Me too. I do 75% of mine on the internet. The other 25% I am not very likely to try stuff on, even if I'm right there in the store. It makes for a lot of returns. :(
gg
Posted by Dinah on March 1, 2005, at 9:32:17
In reply to Re: More Freud stuff ...and new insight ***trigger**** » alexandra_k, posted by gardenergirl on March 1, 2005, at 7:13:49
I'm exactly like that. I think my catalog return shipping fees are higher than my clothing costs.
Posted by Dinah on March 1, 2005, at 9:36:27
In reply to Re: More Freud stuff ...and new insight ***trigger**** » alexandra_k, posted by gardenergirl on March 1, 2005, at 7:09:59
> But it is a very personal intrusion on your personal space. At least if invited, it's not a violation, but still a very personal space issue.
>
> gg
>If I could improve to that point of thinking, I'd be a lot better off. Part of me does feel that way, I guess, but another part feels like, invited or not, it's a violation. Maybe only part of me wholeheartedly feels like I've made the invitation.
Posted by Susan47 on March 1, 2005, at 10:43:02
In reply to Re: More Freud stuff ...and new insight ***trigger****, posted by gardenergirl on March 1, 2005, at 7:02:07
GG, everybody else here who posted about their rapes.. if you are triggered about the guy, don't read this, because yes, I was raped as well.
It was date rape. I was eighteen.
I pretended it didn't happen. I actually put it out of my mind. But the fact is, I've had enormous trouble with sex ever since. Cannot reach the pinnacle with anyone. No trust. No trust. None.This man was such a pig. Such a big enormous pig, very brutal. A brute. But I tell myself men aren't really like that. And I've loved men since, I've learned to love them. And myself. I was innocent.
Posted by Susan47 on March 1, 2005, at 12:12:59
In reply to ****TRIGGERS****, posted by Susan47 on March 1, 2005, at 10:43:02
Oh dear, and I've realized just now that I'm coming up this year to the thirtieth anniversary of that. It happened in the fall, I think. Yes, September. Oh dear. I thought I'd forgotten all this stuff. Oh God oh dear oh man. Thank somebody that I have this therapist, but she's a woman and that's okay but women see things differently and it wasn't a woman that did this to me. It wasn't, it was a man. And I'm a sexual woman. I like sex, always have,except when I was repulsed by it, which I dont' think I realized I was until an experience I couldn't ignore happened. Oh dear, I don't think it's safe to go with this on the boards. This wouldn't be safe.
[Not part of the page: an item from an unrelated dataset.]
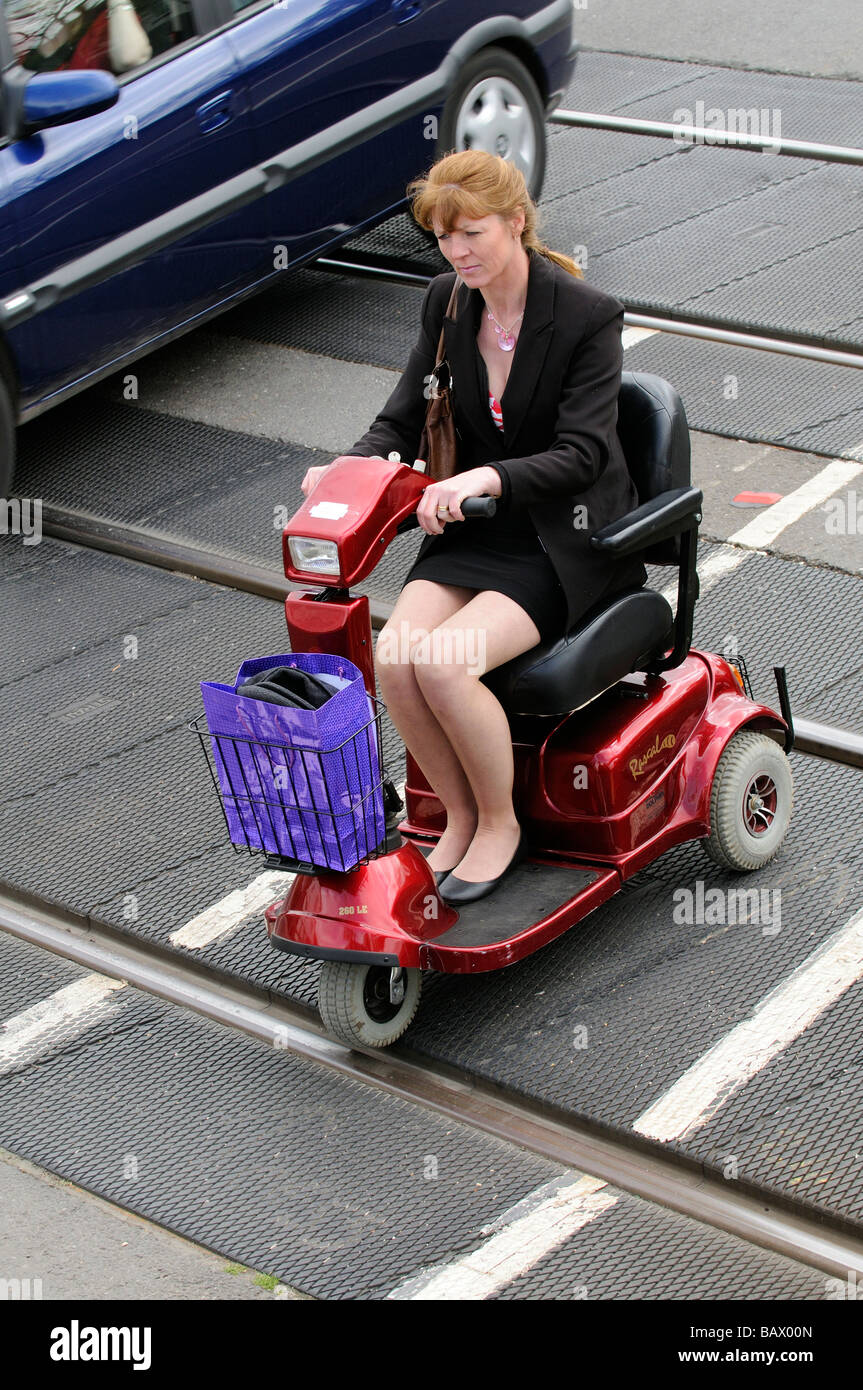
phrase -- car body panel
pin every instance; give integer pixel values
(124, 228)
Posted by Aphrodite on March 1, 2005, at 14:01:45
In reply to More Freud stuff ...and new insight ***trigger****, posted by gardenergirl on February 26, 2005, at 23:54:10
I am late to your thread, GG, but just wanted to mention a couple of things. . .
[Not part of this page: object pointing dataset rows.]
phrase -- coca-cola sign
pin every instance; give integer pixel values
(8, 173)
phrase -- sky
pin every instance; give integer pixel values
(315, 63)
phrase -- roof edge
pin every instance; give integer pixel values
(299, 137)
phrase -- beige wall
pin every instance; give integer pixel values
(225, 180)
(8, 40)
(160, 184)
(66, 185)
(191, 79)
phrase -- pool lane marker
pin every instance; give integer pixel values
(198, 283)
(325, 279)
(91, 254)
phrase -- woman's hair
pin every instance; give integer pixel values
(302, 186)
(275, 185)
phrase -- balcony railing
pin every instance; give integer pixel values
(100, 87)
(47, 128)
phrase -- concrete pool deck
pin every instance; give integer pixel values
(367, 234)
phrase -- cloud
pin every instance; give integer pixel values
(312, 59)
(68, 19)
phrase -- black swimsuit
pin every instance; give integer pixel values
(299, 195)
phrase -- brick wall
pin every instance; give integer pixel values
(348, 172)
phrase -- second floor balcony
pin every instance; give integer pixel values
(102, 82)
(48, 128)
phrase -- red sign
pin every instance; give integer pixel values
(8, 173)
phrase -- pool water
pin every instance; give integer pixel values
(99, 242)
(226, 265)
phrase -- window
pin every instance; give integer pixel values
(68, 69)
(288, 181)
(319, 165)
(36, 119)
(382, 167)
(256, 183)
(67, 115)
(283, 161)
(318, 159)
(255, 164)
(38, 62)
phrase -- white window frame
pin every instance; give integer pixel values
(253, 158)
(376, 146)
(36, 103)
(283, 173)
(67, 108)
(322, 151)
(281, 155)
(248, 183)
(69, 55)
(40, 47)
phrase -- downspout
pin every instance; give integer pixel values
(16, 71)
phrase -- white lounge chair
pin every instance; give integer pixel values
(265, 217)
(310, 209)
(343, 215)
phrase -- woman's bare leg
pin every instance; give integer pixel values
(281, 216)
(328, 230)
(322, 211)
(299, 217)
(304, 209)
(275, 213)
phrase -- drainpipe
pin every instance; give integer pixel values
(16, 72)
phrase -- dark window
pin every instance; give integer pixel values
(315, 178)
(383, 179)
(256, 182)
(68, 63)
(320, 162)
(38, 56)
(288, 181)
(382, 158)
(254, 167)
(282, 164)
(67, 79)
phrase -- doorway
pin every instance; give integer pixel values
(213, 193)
First, I admire that you can discuss this with your T. There's no way I could, so that really speaks to the depth of your connection with him.
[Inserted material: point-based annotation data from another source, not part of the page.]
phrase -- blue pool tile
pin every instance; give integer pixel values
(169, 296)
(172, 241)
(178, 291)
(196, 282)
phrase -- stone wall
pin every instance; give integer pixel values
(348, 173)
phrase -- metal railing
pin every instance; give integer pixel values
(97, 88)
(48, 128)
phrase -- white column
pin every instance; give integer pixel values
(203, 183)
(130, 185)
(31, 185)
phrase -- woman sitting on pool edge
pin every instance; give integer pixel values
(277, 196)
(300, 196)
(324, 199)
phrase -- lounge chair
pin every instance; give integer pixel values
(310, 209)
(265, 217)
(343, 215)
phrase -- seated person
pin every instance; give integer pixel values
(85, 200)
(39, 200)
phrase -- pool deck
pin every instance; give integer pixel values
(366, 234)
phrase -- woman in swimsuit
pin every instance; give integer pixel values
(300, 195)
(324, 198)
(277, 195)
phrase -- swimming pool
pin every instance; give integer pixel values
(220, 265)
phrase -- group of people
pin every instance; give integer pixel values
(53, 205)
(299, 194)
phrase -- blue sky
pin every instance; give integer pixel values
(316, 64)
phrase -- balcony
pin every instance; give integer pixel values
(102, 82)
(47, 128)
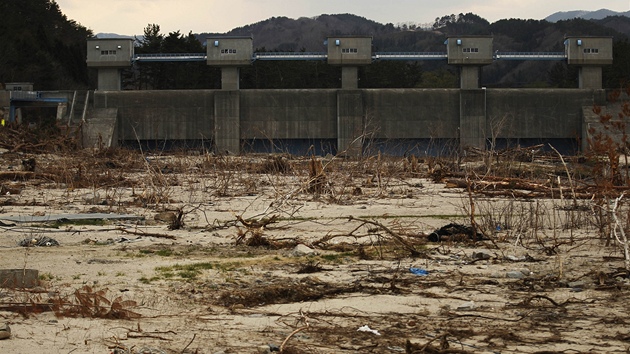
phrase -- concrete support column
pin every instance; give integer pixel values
(227, 125)
(349, 78)
(350, 124)
(469, 77)
(472, 119)
(590, 77)
(109, 79)
(230, 77)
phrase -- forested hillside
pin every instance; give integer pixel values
(39, 44)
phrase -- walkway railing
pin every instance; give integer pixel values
(408, 56)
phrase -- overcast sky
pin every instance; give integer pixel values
(130, 17)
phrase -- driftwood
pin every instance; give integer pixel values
(24, 175)
(149, 234)
(521, 188)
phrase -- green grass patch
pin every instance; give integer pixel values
(82, 222)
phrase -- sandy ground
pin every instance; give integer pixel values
(335, 263)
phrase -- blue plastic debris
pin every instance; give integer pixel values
(419, 271)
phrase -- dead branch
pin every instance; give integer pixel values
(406, 245)
(257, 224)
(24, 175)
(149, 234)
(297, 330)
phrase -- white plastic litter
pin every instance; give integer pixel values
(368, 329)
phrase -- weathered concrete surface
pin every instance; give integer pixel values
(100, 131)
(161, 115)
(229, 118)
(19, 278)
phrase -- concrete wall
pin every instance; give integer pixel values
(231, 117)
(538, 113)
(159, 115)
(288, 114)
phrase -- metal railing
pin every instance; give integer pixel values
(166, 57)
(409, 56)
(529, 56)
(290, 56)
Secondly, I have thyroid issues as well and I don't know if you buy this kind of stuff (I'm not sure even I do), but many alternative healers who believe in mind-body connection say that thyroid disorders are a disruption of the second chakra which arises because of the inability to speak for oneself, or feeling silent. I also get a lot of sore throats, etc. which are also supposedly indicative of not being able to "tell" or "talk." It also kind of explains why women deal with thyroid disorders much more than men.
Lastly and most importantly, I just want to say how sorry I am for what happened to you and the understandable effects it has had on your daily life and how you see yourself. I am so glad you have a wonderful T to help you heal.
No great insight -- I just wanted to let you know you are in my heart.